Big Health has joined the select group of companies with FDA approval for a prescription digital therapeutic (DTx), getting the go-ahead for SleepioRx as a treatment for chronic insomnia and insomnia disorder as an adjunct to usual care in adults over 18.

It takes the form of a 90-day course of digital cognitive and behavioural therapy (CBT) designed to address the factors that maintain insomnia and chronic sleep problems and is an extension of Big Health's well-established Sleepio products.

That is a shorter, six-week course marketed directly to end-users, as well as to employers, health plans, and international health systems. One feature of the prescription version, which can be used only under the care of a licensed healthcare provider, is in-the-moment therapeutic content to help users fall asleep, according to the company.

"Approximately 25% of adults in the US suffer from insomnia, with a cost to US industry of $62.3 billion per year," said Big Health in a statement.

"Poor sleep has also been associated with increased risk for a number of health conditions, including diabetes, obesity, heart disease, and cancer," it added. "Individuals who do not get sufficient sleep are also at higher risk of stroke or dementia."

Chief executive Yael Berman described the FDA approval as a "landmark milestone" for Big Health that provides "accessible, guideline-recommended, first-line treatment for insomnia."

While some digital health companies have struggled to build a sustainable business from DTx products, Berman believes that the 2025 Medicare Physician Fee Schedule proposed rule, which includes a proposal to pay for FDA-cleared digital mental health treatments, establishes a promising pathway to scale access to SleepioRx.

"This clearance, coupled with the new proposed reimbursement codes, will for the first time motivate US healthcare providers to prescribe safe and effective treatment alternatives to traditional medication," he said.
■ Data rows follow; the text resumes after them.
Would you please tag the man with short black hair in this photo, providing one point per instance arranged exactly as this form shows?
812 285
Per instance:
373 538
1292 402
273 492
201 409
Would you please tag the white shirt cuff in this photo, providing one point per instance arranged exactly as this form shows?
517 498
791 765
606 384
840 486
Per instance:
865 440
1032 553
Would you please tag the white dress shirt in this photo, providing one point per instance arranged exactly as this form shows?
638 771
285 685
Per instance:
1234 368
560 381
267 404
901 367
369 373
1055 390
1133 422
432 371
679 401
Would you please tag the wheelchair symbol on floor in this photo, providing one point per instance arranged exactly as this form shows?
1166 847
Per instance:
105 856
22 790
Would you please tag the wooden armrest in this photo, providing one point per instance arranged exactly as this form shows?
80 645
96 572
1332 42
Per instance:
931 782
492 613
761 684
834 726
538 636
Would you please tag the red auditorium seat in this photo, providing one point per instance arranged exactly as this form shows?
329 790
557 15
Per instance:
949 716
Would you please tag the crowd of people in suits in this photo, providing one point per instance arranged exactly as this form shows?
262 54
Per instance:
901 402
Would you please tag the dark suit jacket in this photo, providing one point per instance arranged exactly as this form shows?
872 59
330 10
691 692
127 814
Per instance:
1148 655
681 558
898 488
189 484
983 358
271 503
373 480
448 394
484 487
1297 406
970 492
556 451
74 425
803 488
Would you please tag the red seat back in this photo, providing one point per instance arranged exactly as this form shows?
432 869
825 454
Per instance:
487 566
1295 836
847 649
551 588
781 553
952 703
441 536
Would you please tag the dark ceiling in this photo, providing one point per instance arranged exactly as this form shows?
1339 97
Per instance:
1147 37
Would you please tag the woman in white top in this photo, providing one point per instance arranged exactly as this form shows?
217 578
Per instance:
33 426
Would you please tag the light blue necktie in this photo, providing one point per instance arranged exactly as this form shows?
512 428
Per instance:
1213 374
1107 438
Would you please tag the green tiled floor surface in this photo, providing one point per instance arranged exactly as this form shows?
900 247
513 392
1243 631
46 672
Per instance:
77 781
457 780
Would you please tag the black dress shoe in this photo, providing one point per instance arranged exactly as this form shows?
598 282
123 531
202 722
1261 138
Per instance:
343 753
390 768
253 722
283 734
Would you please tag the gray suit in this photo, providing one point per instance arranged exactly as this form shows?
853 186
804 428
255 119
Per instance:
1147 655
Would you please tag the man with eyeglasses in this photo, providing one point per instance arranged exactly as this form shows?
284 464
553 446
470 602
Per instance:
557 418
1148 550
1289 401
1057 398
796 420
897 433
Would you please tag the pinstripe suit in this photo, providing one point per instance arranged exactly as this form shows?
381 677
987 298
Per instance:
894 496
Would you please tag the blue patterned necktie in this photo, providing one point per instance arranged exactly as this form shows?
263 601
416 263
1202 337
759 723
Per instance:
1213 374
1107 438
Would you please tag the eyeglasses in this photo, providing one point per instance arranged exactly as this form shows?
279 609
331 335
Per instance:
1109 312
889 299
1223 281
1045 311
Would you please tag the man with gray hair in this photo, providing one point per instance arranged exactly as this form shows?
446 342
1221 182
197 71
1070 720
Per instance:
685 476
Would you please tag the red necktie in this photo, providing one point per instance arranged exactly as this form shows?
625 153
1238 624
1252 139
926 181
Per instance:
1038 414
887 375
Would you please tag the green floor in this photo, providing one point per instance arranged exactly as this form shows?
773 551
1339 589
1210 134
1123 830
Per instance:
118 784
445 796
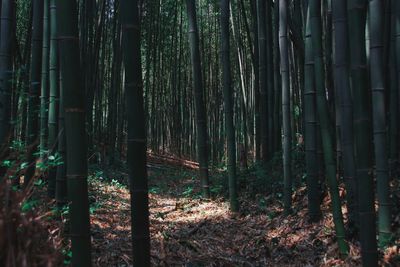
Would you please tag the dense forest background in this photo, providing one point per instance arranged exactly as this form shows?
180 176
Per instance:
199 133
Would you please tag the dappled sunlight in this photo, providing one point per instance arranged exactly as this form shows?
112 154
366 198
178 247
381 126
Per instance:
187 230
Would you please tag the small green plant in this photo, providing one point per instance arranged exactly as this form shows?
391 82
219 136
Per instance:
67 256
28 205
188 191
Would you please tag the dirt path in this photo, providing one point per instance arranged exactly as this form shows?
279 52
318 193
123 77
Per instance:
186 231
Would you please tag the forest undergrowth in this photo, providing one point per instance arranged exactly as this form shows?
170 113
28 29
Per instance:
186 230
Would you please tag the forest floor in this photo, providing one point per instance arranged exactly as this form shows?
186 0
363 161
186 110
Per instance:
189 231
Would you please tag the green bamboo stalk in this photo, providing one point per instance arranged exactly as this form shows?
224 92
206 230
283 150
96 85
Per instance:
201 118
287 131
34 89
6 26
263 77
136 158
54 91
228 97
311 128
61 179
344 101
357 12
376 23
74 102
323 113
394 94
45 82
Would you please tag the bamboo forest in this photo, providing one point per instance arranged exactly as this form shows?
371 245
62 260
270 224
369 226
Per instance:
199 133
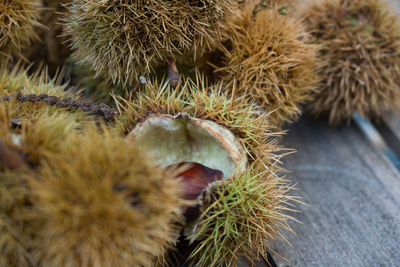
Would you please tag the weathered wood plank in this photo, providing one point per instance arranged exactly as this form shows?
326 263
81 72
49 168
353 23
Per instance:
389 127
354 197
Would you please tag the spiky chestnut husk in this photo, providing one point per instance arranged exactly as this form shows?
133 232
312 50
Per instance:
360 43
267 56
101 202
254 200
17 21
14 199
250 129
211 103
126 38
13 202
97 87
52 50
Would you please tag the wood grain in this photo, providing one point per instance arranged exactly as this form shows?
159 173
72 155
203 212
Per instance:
354 197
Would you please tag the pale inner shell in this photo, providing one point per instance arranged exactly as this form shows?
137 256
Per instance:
181 138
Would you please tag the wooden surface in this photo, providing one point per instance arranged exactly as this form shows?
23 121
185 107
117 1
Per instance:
354 195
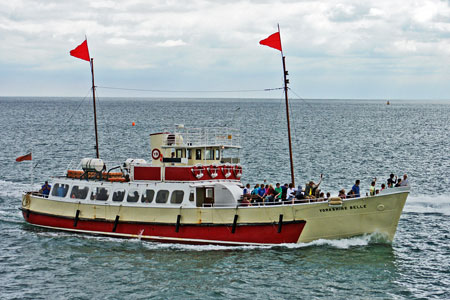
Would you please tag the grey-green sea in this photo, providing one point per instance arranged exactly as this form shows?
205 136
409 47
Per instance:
343 139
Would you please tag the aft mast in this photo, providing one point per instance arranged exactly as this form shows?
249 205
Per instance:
82 52
95 110
274 41
286 81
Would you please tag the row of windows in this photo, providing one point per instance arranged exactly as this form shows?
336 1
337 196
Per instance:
132 195
210 154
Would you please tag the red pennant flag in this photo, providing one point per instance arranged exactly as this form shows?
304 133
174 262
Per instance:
273 41
81 51
24 157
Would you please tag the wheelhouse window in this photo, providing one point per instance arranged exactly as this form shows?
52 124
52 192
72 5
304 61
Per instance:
162 196
217 154
118 195
79 192
147 196
100 194
177 197
209 154
133 196
198 154
60 190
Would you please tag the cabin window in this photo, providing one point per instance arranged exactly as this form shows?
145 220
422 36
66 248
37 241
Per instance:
100 194
198 154
217 154
118 195
133 196
177 197
162 196
209 154
78 192
147 196
60 190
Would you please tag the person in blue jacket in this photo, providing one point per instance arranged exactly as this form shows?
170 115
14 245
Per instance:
355 189
46 189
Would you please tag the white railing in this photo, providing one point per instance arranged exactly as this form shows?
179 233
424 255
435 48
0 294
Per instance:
211 136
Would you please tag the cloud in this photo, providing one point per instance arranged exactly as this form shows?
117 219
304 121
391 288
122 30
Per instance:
171 43
343 39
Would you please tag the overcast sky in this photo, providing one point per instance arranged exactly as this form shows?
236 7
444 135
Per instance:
379 49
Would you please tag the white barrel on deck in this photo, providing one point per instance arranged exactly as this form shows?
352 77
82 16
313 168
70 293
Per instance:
92 164
133 161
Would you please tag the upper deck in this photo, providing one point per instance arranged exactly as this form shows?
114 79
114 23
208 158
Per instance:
183 137
193 146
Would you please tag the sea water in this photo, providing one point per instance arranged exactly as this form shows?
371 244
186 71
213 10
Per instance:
343 139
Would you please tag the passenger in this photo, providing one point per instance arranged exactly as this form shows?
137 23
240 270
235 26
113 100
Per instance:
290 193
284 189
405 180
247 192
261 194
351 194
355 189
246 201
372 187
311 188
278 192
46 189
270 194
322 196
255 190
60 191
392 181
299 194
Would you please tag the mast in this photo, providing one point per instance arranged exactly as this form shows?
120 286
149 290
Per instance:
286 81
95 110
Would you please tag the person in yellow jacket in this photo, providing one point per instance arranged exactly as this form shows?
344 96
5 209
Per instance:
372 187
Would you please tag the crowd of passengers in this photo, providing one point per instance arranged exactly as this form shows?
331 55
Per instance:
287 193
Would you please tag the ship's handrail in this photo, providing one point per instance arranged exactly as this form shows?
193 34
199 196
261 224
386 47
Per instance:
210 136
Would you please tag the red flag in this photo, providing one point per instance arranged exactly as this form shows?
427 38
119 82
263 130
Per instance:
24 157
81 51
273 41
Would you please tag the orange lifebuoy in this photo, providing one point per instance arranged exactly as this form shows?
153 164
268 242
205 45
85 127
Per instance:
74 173
226 170
237 171
198 171
117 179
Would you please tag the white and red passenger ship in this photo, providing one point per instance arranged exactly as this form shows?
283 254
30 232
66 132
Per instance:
190 192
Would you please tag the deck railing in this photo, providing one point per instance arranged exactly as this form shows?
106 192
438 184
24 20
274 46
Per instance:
211 136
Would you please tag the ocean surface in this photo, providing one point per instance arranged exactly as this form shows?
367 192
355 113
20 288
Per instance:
343 139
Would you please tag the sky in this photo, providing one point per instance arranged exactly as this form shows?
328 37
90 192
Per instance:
369 49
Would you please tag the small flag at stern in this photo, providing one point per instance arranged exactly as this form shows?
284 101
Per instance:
24 157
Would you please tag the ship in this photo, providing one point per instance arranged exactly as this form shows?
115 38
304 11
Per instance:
190 192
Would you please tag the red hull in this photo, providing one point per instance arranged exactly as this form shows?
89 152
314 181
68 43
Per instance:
187 233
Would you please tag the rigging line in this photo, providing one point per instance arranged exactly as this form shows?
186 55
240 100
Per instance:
173 91
306 102
76 110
In trials, SleepioRx has been shown to restore normal sleep to 76% of users, with an average 54% reduction in the time to fall asleep and 62% fall in time spent during the night awake, according to Big Health.

It offers an alternative to sleeping pills like zopiclone and zolpidem, which can be habit-forming and can have side effects including next-day sleepiness, as well as therapy, which in many parts of the US is scarce and means joining a long waiting list.

It's not the first prescription DTx to reach the US market, however. That accolade belongs to Somryst, originally developed by Pear Therapeutics – which went bankrupt last year – and was subsequently acquired by Nox Health in an asset sale.

The original version of Sleepio has been building traction in international markets, particularly the UK, where it became the first DTx to be recommended by health technology assessment (HTA) agency NICE for NHS use in 2022.